BACKGROUND/AIMS: To study the effectiveness and clinical relevance of eyes treated with good (better than 6/12 or >70 Early Treatment Diabetic Retinopathy Study letters) visual acuity (VA) when initiating treatment with ranibizumab for neovascular age-related macular degeneration (nAMD) in the UK National Health Service. Currently eyes with VA better than (>) 6/12 are not routinely funded for therapy. METHODS: Multicentre national nAMD database study on patients treated 3-5 years prior to the analysis. Anonymised structured data were collected from 14 centres. The primary outcome was the mean VA at year 1, 2 and 3. Secondary measures included the number of clinic visits and injections. RESULTS: The study included 12 951 treatment-naive eyes of 11 135 patients receiving 92 976 ranibizumab treatment episodes. A total of 754 patients had baseline VA better than 6/12 and at least 1-year of follow up. Mean VA of first treated eyes with baseline VA>6/12 at year 1, 2, 3 were 6/10, 6/12, 6/15, respectively and those with baseline VA 6/12 to >6/24 were 6/15, 6/17, 6/20, respectively (p values <0.001 for comparing differences between 6/12 and 6/12-6/24 groups). For the second eyes with baseline VA>6/12, mean VA at year 1, 2, 3 were 6/9, 6/9, 6/10 and those with baseline VA 6/12 to >6/24 were 6/15, 6/15, 6/27, respectively (p values <0.001-0.005). There was no significant difference in the average number of clinic visits or injections between those with VA better and worse than 6/12. CONCLUSIONS: All eyes with baseline VA>6/12 maintained better mean VA than the eyes with baseline VA 6/12 to >6/24 at all time points for at least 2 years. The significantly better visual outcome in patients who were treated with good baseline VA has implications on future policy regarding the treatment criteria for nAMD patients' funding.

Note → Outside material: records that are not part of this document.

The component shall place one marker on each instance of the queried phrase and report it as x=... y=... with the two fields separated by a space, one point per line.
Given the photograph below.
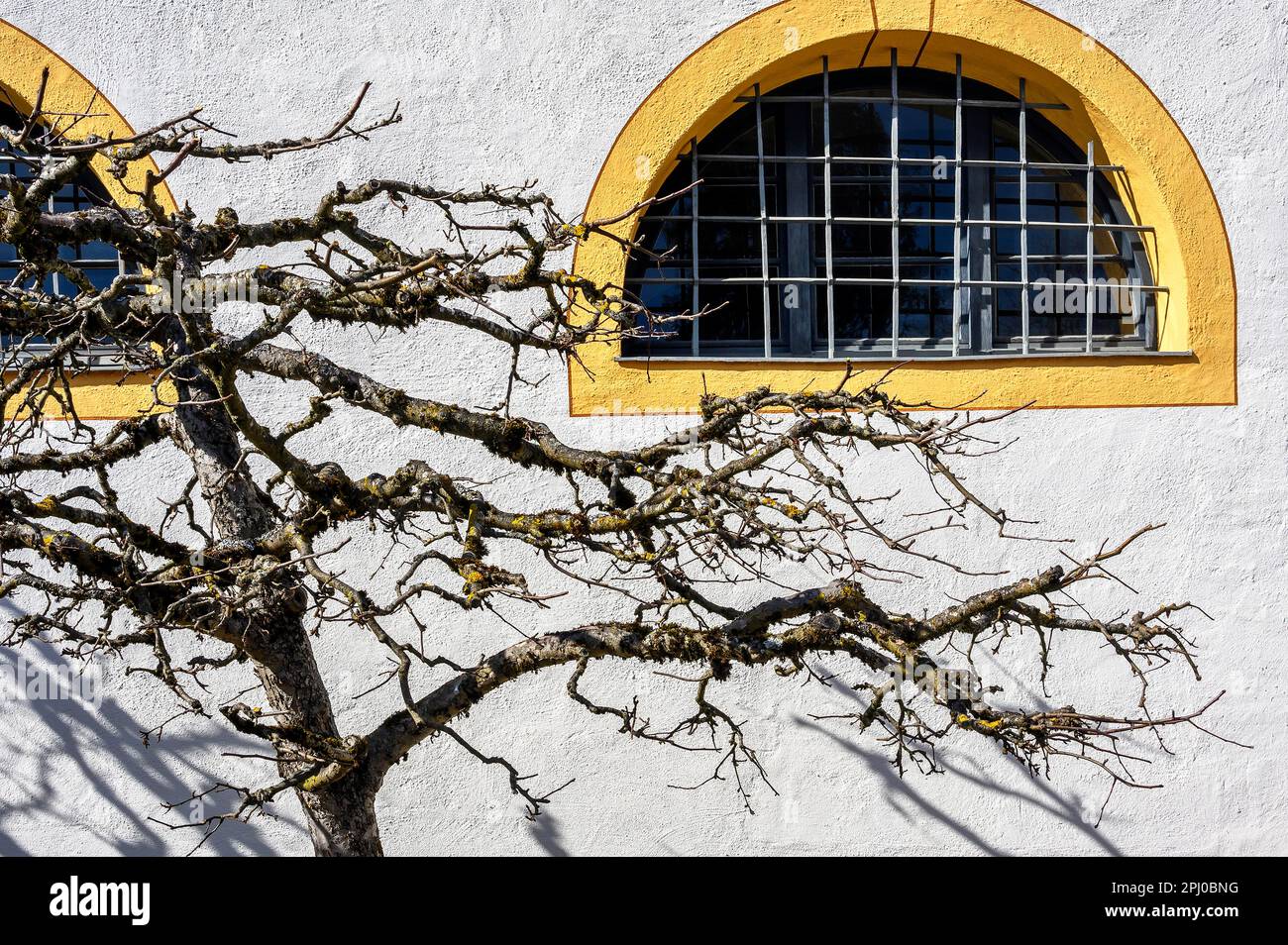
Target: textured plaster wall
x=506 y=90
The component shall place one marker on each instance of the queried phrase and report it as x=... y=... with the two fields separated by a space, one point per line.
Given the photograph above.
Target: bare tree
x=236 y=571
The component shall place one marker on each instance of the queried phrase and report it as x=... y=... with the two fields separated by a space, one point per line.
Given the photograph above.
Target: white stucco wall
x=502 y=91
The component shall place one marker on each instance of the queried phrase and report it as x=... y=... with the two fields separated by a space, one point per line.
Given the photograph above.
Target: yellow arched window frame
x=97 y=394
x=1000 y=43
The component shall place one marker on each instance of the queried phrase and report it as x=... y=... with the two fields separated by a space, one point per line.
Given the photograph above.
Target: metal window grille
x=983 y=287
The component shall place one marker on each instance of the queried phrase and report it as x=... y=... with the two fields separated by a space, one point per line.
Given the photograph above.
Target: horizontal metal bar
x=918 y=222
x=903 y=101
x=889 y=158
x=1120 y=351
x=877 y=280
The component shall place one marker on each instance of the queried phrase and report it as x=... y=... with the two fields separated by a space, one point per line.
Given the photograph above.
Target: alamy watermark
x=188 y=296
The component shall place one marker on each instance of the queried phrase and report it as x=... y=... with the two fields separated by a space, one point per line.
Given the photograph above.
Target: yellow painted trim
x=1000 y=42
x=98 y=394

The neovascular age-related macular degeneration database: report 2: incidence, management, and visual outcomes of second treated eyes.

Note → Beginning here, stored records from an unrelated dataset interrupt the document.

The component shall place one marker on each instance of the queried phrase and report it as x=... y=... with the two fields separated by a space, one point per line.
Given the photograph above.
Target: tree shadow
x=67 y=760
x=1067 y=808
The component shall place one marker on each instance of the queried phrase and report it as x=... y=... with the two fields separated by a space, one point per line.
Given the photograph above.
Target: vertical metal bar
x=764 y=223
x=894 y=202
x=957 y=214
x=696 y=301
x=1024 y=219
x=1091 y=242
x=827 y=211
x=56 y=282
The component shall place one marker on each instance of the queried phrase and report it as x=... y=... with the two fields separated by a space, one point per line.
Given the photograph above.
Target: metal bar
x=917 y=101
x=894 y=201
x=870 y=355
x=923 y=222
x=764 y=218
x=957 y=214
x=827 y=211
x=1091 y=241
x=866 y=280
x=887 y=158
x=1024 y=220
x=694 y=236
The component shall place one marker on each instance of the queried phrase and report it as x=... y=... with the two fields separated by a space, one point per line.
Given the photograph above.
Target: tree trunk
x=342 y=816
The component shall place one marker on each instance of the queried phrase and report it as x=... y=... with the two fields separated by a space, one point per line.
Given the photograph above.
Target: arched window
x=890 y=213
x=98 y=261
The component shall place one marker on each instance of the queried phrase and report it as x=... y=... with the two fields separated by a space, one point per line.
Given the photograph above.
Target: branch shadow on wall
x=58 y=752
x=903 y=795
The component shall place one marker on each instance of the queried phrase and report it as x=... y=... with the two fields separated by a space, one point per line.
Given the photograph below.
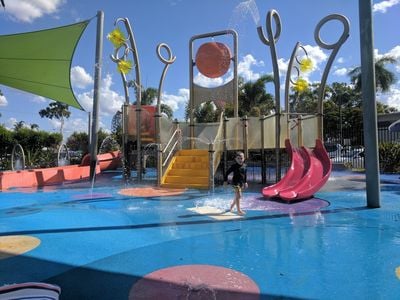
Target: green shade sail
x=39 y=62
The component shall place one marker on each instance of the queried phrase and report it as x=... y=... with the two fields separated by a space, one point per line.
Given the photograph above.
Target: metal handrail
x=218 y=149
x=176 y=132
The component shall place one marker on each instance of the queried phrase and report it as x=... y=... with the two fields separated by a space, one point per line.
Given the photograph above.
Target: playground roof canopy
x=39 y=62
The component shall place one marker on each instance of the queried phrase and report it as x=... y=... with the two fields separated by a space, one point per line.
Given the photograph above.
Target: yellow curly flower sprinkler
x=300 y=85
x=116 y=37
x=306 y=65
x=124 y=66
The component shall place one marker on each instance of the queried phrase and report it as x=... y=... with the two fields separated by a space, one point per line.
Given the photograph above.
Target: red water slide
x=315 y=172
x=300 y=162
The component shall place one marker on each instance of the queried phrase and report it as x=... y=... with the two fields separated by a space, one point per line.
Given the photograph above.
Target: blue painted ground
x=95 y=244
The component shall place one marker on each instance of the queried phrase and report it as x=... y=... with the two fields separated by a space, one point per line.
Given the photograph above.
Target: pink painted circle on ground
x=195 y=282
x=213 y=59
x=150 y=192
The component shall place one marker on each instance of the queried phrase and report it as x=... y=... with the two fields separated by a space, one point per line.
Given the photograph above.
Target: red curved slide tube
x=317 y=175
x=298 y=167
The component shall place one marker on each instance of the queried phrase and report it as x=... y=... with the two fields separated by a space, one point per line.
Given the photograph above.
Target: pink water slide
x=308 y=172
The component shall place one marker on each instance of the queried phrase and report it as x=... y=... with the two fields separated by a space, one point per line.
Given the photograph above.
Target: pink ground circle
x=195 y=282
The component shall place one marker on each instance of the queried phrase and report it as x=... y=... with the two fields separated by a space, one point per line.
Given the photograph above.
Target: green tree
x=56 y=110
x=78 y=141
x=253 y=100
x=19 y=125
x=149 y=96
x=254 y=94
x=34 y=126
x=383 y=77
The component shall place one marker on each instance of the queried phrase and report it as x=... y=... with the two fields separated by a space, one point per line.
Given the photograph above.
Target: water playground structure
x=174 y=246
x=189 y=154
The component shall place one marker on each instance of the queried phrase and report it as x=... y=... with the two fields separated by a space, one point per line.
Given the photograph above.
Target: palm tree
x=254 y=94
x=18 y=125
x=34 y=126
x=383 y=77
x=149 y=96
x=58 y=111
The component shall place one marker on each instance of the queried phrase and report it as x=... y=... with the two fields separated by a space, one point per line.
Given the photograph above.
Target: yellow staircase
x=188 y=169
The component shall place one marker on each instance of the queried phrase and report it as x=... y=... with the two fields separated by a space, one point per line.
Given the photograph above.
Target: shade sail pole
x=369 y=103
x=97 y=80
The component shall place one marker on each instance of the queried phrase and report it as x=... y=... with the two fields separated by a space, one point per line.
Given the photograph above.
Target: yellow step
x=189 y=169
x=184 y=186
x=186 y=179
x=188 y=172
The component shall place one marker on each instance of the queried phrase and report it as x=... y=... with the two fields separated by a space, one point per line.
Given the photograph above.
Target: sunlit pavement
x=101 y=244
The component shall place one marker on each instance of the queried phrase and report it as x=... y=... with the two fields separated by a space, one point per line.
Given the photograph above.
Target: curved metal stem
x=271 y=41
x=335 y=46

PURPOSE: To study the characteristics of second treated eyes in patients with neovascular age-related macular degeneration (nAMD) treated with ranibizumab in the United Kingdom National Health Service. DESIGN: Multicenter national nAMD database study. PARTICIPANTS: Twelve thousand nine hundred fifty-one treatment-naïve eyes of 11,135 patients receiving 92,976 ranibizumab injections. METHODS: Up to 5 years of routinely collected, anonymized data within electronic medical record systems were extracted remotely from 14 centers. Participating centers exclusively used ranibizumab to treat nAMD (loading phase of 3 monthly injections followed by monthly visits and pro re nata re-treatment). The minimum data set included: age, logarithm of the minimum angle of resolution (logMAR) visual acuity (VA) at baseline and at all subsequent visits, and injection episodes. MAIN OUTCOME MEASURES: Baseline, change and actual VA over 3 years, and number of treatments and clinic visits. RESULTS: During the study, 1816 (16.3%) of the 11 135 patients received treatment to the fellow eye. Mean baseline and final VA were 0.66 (standard deviation, 0.32) and 0.65 (0.40) for first treated eyes and 0.41 (0.34) and 0.56 (0.40) for second treated eyes. The rate of VA loss after the loading phase was similar in first and second treated eyes (0.03 and 0.05 logMAR units/year). When fellow eyes with baseline VA worse than 20/200 were excluded to restrict analyses to eyes at risk of nAMD, the rate of second-eye involvement was 14.0% per year (42%/3 years). Mean number of injections/visits in years 1, 2, and 3 were similar for first and second treated eyes (5.6/8.2, 3.9/8.0, 3.8/8.2 and 5.5/8.7, 3.6/9.4, and 3.8/9.1, respectively). CONCLUSIONS: Second treated eyes with nAMD commence treatment with better baseline VA, do not show significant vision gain but maintain better VA than first treated eyes at all time points for at least 3 years, making them the more important eye functionally. These data highlight the high burden of second eye involvement, with almost half of all eyes at risk requiring bilateral treatment by 3 years, and the need for regular monitoring of fellow eyes for best visual outcomes which theoretically may reduce the benefits of extended monitoring regimens.